The typical response to how college tuition has been regularly outpaced inflation is to call for increasing available financial aid. Leaving aside well-founded concerns that increased aid actually fuels rising tuition, there are other problems with this approach. Chief among them is the fact that most financial aid comes in the form of federally subsidized loans. Increased financial aid does not usually mean decreasing the cost of college; it means increasing the debt incurred by students.
As I’ve written before, American students and graduates now carry a collective $1 trillion in student loan debt, and black students hold a disproportionate amount. The rising number of people with bachelor’s degrees actually decreases their competitive value. In too many cases, individuals go deeply in debt for degrees that do little to make them more employable. The issue of rising debt goes beyond finances. Graduates facing large student loan balances delay marriage, home ownership and other stabilizing life decisions. Increased financial aid promises increase these problems.

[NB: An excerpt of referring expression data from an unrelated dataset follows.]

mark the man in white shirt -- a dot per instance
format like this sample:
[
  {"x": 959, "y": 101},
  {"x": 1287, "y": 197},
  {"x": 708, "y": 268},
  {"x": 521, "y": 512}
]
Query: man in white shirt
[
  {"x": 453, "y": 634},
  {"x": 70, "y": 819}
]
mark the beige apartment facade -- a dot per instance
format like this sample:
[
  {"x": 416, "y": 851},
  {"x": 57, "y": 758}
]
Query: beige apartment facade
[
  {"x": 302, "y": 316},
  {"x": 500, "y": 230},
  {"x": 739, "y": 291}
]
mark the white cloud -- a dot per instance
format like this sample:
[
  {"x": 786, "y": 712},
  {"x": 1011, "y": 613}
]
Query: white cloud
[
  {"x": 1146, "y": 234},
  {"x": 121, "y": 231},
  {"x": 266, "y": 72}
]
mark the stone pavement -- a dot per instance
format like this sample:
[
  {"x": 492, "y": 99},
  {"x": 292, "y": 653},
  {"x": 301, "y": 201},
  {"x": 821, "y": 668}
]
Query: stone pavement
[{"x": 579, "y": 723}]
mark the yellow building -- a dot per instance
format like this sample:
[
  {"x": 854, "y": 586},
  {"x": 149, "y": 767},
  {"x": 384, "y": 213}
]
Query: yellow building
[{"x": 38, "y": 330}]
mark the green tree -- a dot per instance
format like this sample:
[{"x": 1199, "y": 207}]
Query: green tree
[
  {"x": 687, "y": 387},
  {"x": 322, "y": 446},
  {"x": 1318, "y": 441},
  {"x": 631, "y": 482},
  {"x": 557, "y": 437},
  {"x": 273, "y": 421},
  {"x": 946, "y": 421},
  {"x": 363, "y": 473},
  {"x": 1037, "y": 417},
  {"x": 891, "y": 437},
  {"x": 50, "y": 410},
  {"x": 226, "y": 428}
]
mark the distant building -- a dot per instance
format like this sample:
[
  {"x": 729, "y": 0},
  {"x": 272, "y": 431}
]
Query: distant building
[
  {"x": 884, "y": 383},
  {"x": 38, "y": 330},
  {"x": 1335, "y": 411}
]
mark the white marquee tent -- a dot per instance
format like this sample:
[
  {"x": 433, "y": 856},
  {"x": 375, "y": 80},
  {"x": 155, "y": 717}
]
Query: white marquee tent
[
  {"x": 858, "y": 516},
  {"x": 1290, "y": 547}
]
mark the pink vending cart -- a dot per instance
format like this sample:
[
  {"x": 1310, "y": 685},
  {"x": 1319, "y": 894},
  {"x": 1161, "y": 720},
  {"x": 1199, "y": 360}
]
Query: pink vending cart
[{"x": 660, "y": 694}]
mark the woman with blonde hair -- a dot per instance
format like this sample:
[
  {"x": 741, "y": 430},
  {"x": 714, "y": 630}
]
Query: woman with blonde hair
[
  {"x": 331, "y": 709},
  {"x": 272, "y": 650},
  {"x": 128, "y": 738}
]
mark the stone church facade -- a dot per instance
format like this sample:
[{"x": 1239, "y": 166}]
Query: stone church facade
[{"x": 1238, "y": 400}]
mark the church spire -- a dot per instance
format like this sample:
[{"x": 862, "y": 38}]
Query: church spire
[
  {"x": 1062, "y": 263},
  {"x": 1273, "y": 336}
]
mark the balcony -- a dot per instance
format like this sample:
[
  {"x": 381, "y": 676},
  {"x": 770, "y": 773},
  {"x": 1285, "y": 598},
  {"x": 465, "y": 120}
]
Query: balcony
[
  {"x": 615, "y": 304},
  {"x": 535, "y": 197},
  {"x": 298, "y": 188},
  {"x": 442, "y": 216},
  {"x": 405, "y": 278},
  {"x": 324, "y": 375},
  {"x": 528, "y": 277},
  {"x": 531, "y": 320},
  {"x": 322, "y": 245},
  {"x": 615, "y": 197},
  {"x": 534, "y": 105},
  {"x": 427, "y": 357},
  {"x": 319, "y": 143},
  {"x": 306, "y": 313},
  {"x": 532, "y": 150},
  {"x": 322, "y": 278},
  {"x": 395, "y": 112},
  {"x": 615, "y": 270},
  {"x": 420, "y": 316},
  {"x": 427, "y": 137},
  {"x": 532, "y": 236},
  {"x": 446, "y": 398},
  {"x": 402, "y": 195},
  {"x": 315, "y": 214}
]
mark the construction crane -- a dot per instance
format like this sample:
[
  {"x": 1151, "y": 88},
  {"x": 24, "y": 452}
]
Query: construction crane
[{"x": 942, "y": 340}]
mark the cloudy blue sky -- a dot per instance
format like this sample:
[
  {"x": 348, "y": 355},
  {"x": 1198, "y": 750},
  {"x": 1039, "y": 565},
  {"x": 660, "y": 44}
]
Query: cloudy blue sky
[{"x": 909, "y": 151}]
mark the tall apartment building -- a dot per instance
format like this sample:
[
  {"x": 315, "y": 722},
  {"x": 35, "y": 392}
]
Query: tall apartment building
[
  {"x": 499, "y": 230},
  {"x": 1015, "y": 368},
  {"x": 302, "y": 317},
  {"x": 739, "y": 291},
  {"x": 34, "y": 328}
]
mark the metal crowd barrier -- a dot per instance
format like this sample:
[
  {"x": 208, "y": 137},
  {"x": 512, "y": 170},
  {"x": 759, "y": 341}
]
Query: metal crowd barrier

Yet, some leaders have taken a different approach. Both Texas and Florida are trying to lower the actual cost of a four year degree without further burdening their taxpayers. Last year, Governor Perry and Governor Scott issued a challenge to their public university systems to make a bachelor’s degree available for $10,000 or less. Using a combination of online course work and other creative methods, 22 colleges between the two states have developed proposals to make this a reality. Majors were limited, but they included subjects like chemistry, information technology, mathematics and computer science.
In the middle of Philadelphia, my colleague Reverend Herb Lusk’s People for People Institute offers students—typically single mothers and other disenfranchised individuals—the chance to earn an Eastern University associates’ or bachelor’s degree in Early Childhood Education, Business, and Communications. Tuition is kept very low, free childcare is provided during classes, and extra tutoring and support are available for students in need. Most importantly, these accredited degrees are offered in fields that lead to immediate employment with advancement possibilities.
Critics of these new approaches are worried about the decline in quality of education obtained in non-traditional ways. I am sympathetic to their concerns. However, any such objections need to be kept in perspective. I wrote last year about the high unemployment rate among graduates with Ph.D.’s in the sciences. Too many students are graduating from traditional colleges deeply in debt and then facing unemployment, or taking jobs for which they are over qualified. In fact, numbers recently released by the US Department of Labor show that 48% of college graduates are employed in positions that do not require a college degree.
College was once thought of as the passport to the middle class. Millions of poor and working class families sacrificed to put their children through college with the understanding that if they could just get that degree, the world would be open to them. Now college graduates are just as likely to be driving a cab, managing a retail store or waiting tables as working their way up the corporate ladder. There is nothing wrong with driving a cab, but it does not make good financial sense to go into debt for college if that is what you will end up doing.
For minorities, however, the dream of traditional college leading to upward mobility will still remain true. Unfortunately, community colleges often fail to produce the genuine academic skills that make their minority graduates more employable.
The $10,000 degree in Texas and Florida or the People for People Institute may not be the best option for every student. But the effort to lower the cost of college tuition is long overdue. If more universities can begin to look for creative, competitive solutions to make college more affordable, we may be able to reverse the dangerous trend of rising student debt.
I am recommending to students in my church that they consider taking a lot of electives in online institutions such as Regent University which has been named one of the top ten online universities in America and whose cost per credit hour is easily affordable on a pay-as-you-go basis. We have also experimented with creating internships for our young church members that will allow them to develop practical life skills, serve the community and study online while they are amassing the financial profile to attend more prestigious universities or institutions of higher learning. I believe that the famous financial expert Dave Ramsey, the great missionary Mother Teresa and many philanthropists would agree that in this day and age education has to be about measurable “bang for the buck.”